Most importantly, she recognized echocardiography and repeated assessment as essential for evaluating hemodynamic status. She closed by recognizing how much we have learned from the initial studies in the 1960s, but acknowledged that procedural complications and iatrogenesis continue to impact patients who receive mechanical circulatory support, so careful patient selection is critical.

Krisztina Escallier, MD, Clinical Assistant Professor of Anesthesiology at the Keck School of Medicine of the University of Southern California, followed by emphasizing the importance of a goal-oriented framework and sense of urgency when considering the decision to initiate mechanical circulatory support and approaching daily management. She invoked a famous scene from Star Wars where the protagonists were trapped in a garbage compactor fighting against time and compared it to the constant re-evaluation of management approach and of an exit strategy for temporary mechanical circulatory support starting as early as its initiation. In particular, she highlighted that temporary mechanical circulatory support is a bridge and must be a bridge to somewhere (e.g., transplant, durable mechanical support, recovery, or palliation). As an intensivist, she also outlined key guidelines for daily management including approaches and critical questions to consider when optimizing global perfusion while avoiding overflow and constant re-evaluation to mitigate the sequela of critical illness that may impact patient trajectories.

Finally, Tao Shen, MD, Assistant Professor at Cedars-Sinai Medical Center, closed the session by outlining her institutional approach to weaning temporary mechanical circulatory support acknowledging the relatively data-free zone. Most importantly, she reinforced the sentiments of Dr. Creel and Dr. Escallier that trajectories and the destinations of patients on mechanical circulatory support are fluid and must be constantly re-evaluated given the time limited nature of the ability to provide mechanical support. She stated her approach to weaning incorporating regular multimodal clinical assessment with incremental reduction of flow rates and ongoing monitoring, but recognized that the overall approach must be tailored to each individual patient. She asked thought-provoking questions about weaning strategies including whether an optimal duration of myocardial rest exists prior to weaning and described that the right ventricle may be able to recover faster than the left ventricle and may therefore benefit from earlier weaning, though additional studies are needed.

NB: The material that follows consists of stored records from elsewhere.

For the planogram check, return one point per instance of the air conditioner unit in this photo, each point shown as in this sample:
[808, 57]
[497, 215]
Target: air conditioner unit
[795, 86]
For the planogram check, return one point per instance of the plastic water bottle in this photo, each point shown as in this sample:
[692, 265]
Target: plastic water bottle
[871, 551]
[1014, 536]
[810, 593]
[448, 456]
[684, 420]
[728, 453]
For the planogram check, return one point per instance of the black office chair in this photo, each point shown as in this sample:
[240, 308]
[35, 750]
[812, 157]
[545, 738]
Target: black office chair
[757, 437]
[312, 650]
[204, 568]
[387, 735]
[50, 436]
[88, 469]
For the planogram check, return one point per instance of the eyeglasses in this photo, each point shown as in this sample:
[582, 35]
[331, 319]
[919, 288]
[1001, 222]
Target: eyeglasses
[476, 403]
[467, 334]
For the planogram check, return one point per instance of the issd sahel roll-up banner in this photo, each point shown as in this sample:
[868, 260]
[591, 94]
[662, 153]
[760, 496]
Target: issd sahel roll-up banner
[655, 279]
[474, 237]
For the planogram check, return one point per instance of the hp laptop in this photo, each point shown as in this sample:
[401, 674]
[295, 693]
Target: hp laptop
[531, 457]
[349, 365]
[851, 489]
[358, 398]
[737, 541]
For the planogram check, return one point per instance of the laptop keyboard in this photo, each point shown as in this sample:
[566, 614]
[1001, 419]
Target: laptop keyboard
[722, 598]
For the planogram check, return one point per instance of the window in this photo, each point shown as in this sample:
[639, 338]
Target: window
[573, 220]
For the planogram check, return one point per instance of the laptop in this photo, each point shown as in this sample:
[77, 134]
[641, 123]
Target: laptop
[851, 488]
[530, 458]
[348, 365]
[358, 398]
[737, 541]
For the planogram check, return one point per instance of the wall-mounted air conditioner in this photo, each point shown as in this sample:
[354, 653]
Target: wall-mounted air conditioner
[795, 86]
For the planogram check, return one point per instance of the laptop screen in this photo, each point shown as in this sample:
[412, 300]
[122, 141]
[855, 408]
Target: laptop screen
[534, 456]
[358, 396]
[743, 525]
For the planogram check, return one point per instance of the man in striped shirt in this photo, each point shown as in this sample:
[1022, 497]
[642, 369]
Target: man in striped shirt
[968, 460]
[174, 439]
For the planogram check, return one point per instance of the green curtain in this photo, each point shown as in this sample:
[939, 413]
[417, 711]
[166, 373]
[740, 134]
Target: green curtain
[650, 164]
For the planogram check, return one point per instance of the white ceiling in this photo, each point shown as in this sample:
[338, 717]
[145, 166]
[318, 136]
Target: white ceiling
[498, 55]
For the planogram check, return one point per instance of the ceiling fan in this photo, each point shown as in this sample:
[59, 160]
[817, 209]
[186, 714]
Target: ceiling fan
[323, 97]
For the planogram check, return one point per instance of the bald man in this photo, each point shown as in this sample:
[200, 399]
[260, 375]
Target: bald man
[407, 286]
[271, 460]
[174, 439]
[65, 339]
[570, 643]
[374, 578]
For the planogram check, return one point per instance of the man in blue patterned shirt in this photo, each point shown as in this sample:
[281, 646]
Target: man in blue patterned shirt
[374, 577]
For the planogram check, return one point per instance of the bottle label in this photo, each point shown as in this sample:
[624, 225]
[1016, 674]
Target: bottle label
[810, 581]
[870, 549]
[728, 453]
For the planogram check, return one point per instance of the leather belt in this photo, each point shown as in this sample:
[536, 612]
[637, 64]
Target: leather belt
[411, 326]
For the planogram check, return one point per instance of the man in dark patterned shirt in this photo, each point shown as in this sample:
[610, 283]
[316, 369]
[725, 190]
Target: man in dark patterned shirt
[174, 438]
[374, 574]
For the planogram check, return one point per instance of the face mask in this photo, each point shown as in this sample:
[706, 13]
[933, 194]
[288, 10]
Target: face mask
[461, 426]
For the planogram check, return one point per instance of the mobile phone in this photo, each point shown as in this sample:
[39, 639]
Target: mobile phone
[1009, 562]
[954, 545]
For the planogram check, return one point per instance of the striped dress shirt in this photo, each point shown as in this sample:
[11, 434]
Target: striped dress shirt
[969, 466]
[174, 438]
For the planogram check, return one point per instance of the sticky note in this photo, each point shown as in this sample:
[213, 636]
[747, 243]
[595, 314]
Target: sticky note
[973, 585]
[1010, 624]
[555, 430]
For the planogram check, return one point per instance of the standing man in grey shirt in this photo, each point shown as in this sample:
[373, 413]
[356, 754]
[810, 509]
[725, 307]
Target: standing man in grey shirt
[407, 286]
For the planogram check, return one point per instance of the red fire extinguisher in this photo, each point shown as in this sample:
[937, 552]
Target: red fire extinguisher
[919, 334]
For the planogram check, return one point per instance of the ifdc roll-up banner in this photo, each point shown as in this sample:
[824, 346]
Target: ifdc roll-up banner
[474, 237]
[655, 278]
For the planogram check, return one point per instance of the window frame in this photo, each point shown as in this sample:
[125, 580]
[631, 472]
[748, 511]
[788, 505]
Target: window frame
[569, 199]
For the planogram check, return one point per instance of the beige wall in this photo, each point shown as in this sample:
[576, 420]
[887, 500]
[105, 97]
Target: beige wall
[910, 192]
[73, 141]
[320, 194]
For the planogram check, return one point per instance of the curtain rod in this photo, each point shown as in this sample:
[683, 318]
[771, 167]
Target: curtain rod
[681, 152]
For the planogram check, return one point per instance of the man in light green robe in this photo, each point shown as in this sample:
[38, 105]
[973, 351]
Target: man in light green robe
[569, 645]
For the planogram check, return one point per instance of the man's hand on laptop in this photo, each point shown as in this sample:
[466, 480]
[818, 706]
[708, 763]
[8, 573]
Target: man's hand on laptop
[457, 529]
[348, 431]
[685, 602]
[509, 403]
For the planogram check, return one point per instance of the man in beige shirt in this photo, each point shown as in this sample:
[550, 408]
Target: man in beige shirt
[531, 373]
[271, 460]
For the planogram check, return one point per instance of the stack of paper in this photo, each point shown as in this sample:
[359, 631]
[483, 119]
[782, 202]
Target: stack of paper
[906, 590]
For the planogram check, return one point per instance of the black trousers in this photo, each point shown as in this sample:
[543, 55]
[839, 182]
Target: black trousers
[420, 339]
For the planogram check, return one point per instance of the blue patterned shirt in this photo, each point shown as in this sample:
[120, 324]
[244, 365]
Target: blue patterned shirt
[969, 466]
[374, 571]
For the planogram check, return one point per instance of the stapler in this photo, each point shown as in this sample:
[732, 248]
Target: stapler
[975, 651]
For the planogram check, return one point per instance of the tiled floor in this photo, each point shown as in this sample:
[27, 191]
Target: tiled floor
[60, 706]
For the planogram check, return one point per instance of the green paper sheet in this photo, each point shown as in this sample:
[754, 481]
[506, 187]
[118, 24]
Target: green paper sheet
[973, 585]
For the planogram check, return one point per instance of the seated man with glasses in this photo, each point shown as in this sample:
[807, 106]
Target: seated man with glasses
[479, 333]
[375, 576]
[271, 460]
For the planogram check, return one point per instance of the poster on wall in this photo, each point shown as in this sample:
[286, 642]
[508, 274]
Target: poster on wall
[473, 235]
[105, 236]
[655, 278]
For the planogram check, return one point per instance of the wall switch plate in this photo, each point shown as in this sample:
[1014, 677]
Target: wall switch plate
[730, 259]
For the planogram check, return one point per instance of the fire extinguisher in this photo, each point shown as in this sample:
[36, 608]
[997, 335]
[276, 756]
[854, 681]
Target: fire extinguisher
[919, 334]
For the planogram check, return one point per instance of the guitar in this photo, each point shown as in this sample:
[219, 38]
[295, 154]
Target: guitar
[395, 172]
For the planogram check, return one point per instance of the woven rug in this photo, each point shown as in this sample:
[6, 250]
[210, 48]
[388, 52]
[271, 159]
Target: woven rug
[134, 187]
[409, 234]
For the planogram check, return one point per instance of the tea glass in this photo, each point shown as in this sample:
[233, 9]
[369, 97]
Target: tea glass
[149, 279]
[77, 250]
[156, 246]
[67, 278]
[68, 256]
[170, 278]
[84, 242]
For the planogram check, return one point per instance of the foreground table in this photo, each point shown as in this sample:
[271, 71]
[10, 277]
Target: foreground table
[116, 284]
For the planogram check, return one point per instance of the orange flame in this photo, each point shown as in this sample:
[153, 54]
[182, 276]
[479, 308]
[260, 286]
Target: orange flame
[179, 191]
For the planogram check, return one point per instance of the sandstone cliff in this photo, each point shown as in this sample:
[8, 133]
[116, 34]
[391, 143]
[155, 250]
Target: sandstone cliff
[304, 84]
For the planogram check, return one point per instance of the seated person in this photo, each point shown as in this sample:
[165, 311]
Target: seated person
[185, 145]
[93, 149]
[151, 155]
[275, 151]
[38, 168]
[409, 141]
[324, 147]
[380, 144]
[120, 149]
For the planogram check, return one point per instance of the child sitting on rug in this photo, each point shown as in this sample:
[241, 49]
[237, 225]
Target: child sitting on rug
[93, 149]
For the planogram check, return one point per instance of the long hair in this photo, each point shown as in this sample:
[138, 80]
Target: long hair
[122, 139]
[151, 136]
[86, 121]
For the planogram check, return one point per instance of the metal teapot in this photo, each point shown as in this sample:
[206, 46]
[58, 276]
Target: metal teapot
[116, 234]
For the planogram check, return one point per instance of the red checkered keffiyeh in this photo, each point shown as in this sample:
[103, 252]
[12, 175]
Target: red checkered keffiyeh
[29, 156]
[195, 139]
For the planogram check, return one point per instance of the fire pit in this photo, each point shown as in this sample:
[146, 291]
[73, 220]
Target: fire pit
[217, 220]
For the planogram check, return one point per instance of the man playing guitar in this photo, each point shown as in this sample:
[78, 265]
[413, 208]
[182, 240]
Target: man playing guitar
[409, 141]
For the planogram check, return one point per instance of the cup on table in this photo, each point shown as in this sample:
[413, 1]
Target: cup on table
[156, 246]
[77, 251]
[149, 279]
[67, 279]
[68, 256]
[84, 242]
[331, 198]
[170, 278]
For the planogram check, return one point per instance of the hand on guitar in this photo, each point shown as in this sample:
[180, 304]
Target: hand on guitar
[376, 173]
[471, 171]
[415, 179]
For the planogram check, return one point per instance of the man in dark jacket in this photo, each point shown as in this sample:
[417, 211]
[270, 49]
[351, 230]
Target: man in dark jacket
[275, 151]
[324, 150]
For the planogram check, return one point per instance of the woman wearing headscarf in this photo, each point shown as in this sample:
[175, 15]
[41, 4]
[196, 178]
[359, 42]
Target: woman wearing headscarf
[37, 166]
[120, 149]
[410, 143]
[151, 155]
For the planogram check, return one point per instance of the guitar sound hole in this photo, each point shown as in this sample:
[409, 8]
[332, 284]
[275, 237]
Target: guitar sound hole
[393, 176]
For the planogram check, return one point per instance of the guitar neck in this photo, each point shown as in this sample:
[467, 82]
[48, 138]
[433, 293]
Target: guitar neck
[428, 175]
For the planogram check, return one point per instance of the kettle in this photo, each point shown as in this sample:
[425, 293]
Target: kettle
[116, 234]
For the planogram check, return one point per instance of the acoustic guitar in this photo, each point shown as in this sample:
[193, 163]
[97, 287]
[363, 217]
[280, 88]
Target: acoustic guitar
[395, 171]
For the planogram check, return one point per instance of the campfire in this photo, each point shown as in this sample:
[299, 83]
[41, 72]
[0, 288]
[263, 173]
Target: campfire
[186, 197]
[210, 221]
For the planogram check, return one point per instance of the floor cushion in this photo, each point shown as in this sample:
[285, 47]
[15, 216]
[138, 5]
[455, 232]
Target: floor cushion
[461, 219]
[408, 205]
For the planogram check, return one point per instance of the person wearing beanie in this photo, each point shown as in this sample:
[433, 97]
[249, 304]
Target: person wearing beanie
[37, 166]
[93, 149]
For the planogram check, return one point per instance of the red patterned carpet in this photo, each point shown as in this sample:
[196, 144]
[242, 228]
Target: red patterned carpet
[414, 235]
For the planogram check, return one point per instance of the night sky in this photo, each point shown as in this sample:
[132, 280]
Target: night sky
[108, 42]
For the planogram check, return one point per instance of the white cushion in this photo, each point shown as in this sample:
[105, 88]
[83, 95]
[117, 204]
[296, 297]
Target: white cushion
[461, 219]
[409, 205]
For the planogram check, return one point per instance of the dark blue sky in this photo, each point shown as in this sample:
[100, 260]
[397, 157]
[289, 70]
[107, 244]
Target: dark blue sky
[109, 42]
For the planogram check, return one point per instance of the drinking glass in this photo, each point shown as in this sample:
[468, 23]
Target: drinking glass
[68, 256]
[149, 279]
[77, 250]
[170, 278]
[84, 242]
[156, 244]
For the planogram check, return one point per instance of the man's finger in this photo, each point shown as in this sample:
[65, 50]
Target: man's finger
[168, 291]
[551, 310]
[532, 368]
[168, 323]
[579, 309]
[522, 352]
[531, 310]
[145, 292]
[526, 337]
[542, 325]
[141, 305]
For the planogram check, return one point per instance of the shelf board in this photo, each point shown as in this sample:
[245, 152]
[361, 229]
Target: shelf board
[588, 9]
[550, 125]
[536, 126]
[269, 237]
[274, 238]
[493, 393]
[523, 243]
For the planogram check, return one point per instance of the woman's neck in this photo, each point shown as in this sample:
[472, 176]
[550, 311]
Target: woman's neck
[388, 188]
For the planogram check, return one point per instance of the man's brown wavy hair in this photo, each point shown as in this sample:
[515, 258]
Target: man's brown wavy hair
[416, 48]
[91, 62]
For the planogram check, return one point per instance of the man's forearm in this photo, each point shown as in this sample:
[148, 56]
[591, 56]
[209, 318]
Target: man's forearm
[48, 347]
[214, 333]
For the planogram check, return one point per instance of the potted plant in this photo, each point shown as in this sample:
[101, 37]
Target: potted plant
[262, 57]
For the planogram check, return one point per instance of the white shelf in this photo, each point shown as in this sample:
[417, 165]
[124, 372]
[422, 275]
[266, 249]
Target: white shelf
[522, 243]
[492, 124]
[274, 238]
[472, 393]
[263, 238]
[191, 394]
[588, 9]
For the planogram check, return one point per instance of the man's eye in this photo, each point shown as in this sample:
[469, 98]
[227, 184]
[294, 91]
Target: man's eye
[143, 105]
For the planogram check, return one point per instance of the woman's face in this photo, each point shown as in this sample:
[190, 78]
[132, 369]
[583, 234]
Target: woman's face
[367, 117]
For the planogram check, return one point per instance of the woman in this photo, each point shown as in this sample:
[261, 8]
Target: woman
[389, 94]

These panelists provided thoughtful frameworks to approach this physiologically and ethically complex topic that is rapidly advancing, reflected in the questions they received from the audience including “How do we know when to escalate from LVAD to biventricular support?” and “What is the intuitional approach to patients with a bridge to palliation?” It will be fascinating to follow the work of these panelists closely as we accumulate enough evidence to answer these essential questions.